I keep my stare on the smear. He’s not going to bother me now. I’ve spent four years waiting for today and I’ve gradlier things to think on now I’m about free. He can have his television as loud as he sodding likes — he’s as cloth-headed as the rest of them if he thinks I’m twined about that any more.

I didn’t rightly know where I was at first, it took a time for my brain to stop jenny-wheeling — the last I remembered before the police cell I was fetching fish and chips back to the cavern. All I had aside from that was snags of memory. Norman showing off his new vehicle; bruises on my wrist like the one I’d gave her; dinner on a plastic tray under the door and it was the best thing I’d ever ate; the driver taking me to the prison. They love beasts where you’re going, lad.

If they’d put me straight in a maximum security, it wouldn’t have been worse. Even a Category A would’ve been snug compared with where I went first off, down the valley. They all knew there, course, what I’d done. They read about it in the recreation room in The Blatherskites’ News , them that knew how to read, and for them that didn’t, there were plenty fain glad to tell the story. Brutal abduction ordeal over. Girl recovering at home with parents. Abductor on remand in local prison. Motivation may have been sexual.

They knew about Katie Carmichael and all. There was a nimrod I’d been at school with, Ricky Morlock, was in for selling drugs in the toilets of the After Dark in Thorpe Head. He’d a gob on him like a muck-spreader, scuttering my history about the wings until the whole place was teeming hate for me. No matter they weren’t better than a pitful of robbers and muggers and drug dealers themselves, I was the foulest of the lot, was their opinion. The first week, a mob of them came in my cell and dragged my kecks and my pants down and pushed me against the wall, then this grinning fucker called Swiss punched me in the knackers, enough times I pissed blood the next two weeks.

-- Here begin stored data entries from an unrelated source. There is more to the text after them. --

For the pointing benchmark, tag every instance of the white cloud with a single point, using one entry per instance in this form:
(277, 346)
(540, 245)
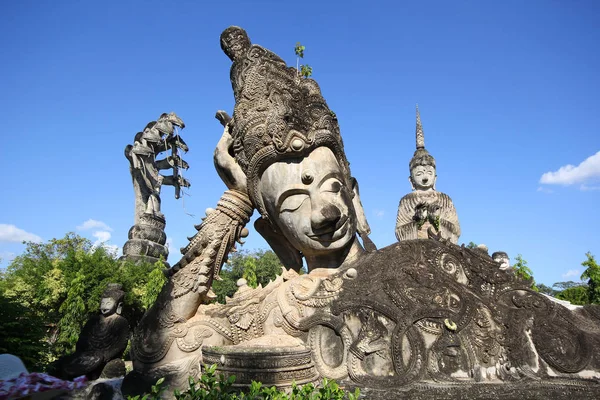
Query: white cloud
(112, 248)
(10, 233)
(587, 188)
(571, 272)
(102, 236)
(567, 175)
(172, 250)
(93, 224)
(545, 190)
(7, 256)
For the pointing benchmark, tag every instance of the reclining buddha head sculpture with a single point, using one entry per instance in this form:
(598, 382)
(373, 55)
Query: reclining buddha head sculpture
(286, 143)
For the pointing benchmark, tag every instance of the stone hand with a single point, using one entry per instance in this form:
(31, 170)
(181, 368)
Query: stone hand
(227, 168)
(420, 213)
(434, 212)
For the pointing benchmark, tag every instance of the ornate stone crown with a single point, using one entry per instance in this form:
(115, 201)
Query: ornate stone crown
(421, 156)
(278, 115)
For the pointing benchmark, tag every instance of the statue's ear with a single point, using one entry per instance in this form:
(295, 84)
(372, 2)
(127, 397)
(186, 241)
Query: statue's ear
(289, 256)
(362, 225)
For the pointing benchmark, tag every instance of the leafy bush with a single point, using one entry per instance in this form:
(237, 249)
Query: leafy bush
(60, 283)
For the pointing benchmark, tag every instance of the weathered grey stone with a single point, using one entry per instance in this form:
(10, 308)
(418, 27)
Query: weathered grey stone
(102, 340)
(420, 315)
(425, 212)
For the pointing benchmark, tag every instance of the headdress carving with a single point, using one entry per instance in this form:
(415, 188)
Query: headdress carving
(277, 114)
(421, 156)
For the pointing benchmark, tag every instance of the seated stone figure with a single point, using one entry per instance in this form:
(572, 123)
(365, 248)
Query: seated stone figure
(425, 211)
(102, 341)
(414, 313)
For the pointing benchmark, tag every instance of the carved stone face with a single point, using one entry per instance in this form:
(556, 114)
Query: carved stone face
(108, 306)
(423, 177)
(310, 205)
(235, 42)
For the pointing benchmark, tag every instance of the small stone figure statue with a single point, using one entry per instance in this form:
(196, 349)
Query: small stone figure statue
(147, 237)
(501, 258)
(425, 211)
(102, 341)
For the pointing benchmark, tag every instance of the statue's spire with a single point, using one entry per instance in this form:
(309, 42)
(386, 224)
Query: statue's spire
(419, 132)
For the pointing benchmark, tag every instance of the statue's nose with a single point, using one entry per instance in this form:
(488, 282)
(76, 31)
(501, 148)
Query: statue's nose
(323, 217)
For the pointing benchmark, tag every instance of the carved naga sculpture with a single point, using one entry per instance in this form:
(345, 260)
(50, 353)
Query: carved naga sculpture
(147, 237)
(417, 312)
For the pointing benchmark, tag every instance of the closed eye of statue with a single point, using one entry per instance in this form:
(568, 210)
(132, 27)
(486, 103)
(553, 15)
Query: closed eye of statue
(293, 202)
(331, 185)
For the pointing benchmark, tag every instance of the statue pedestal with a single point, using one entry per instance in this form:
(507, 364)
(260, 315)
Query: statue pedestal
(280, 366)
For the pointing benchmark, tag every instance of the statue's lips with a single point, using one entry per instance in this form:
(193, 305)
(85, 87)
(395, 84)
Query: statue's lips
(334, 234)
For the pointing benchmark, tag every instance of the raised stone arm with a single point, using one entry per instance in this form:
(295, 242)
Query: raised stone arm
(191, 278)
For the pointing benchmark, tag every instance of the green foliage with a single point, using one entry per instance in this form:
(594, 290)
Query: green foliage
(60, 283)
(304, 70)
(258, 267)
(211, 386)
(299, 50)
(521, 270)
(156, 280)
(74, 315)
(22, 332)
(576, 295)
(592, 274)
(155, 392)
(547, 290)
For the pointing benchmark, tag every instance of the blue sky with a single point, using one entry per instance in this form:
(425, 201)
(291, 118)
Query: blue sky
(508, 93)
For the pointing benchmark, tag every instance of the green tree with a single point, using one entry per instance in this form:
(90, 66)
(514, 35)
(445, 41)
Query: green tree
(156, 280)
(521, 270)
(22, 332)
(304, 70)
(547, 290)
(60, 283)
(592, 274)
(257, 267)
(74, 315)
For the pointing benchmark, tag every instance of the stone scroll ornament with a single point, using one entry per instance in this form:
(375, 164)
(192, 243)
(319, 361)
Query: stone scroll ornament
(420, 315)
(147, 237)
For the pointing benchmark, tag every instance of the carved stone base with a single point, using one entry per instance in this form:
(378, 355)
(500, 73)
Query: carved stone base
(139, 259)
(272, 366)
(143, 247)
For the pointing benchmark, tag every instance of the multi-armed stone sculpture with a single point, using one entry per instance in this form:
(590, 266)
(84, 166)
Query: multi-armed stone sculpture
(425, 212)
(102, 341)
(414, 313)
(147, 237)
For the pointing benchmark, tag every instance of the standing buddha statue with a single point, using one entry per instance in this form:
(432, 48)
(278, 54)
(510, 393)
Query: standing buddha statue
(425, 211)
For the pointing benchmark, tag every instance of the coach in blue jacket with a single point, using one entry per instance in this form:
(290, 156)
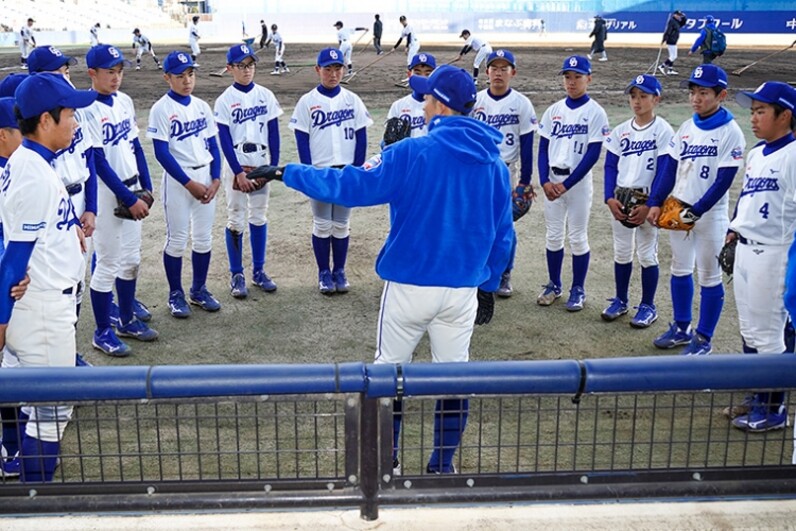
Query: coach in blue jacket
(450, 237)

I learnt quick enough after that where to hide myself after breakfast was finished. Recreation room until midday, while the officers were in watching the television, and then the library, where no one else ever went save for an old boy who was always there falling asleep over Maps of the British Empire . Every day, he was in his spot reading that same book, he must’ve known it arse-uppards. The choice wasn’t too gradely, mind. The months I was there, I read The Scorpion Man, Angels and Demons, Strange Fishing Tales , and plenty others besides — they were better than pissing blood, for all they were bad. One day I was reading a book about haunted castles in Scotland, and on one of the pages somebody had wrote along the side: Barnes is a dickhead bully and a coward and if he touches me again I'll stab the bastards eye out with this pencil . I didn’t know who Barnes was, and the writing was faded from age, but it seemed I wasn’t the first who’d hid out in the library.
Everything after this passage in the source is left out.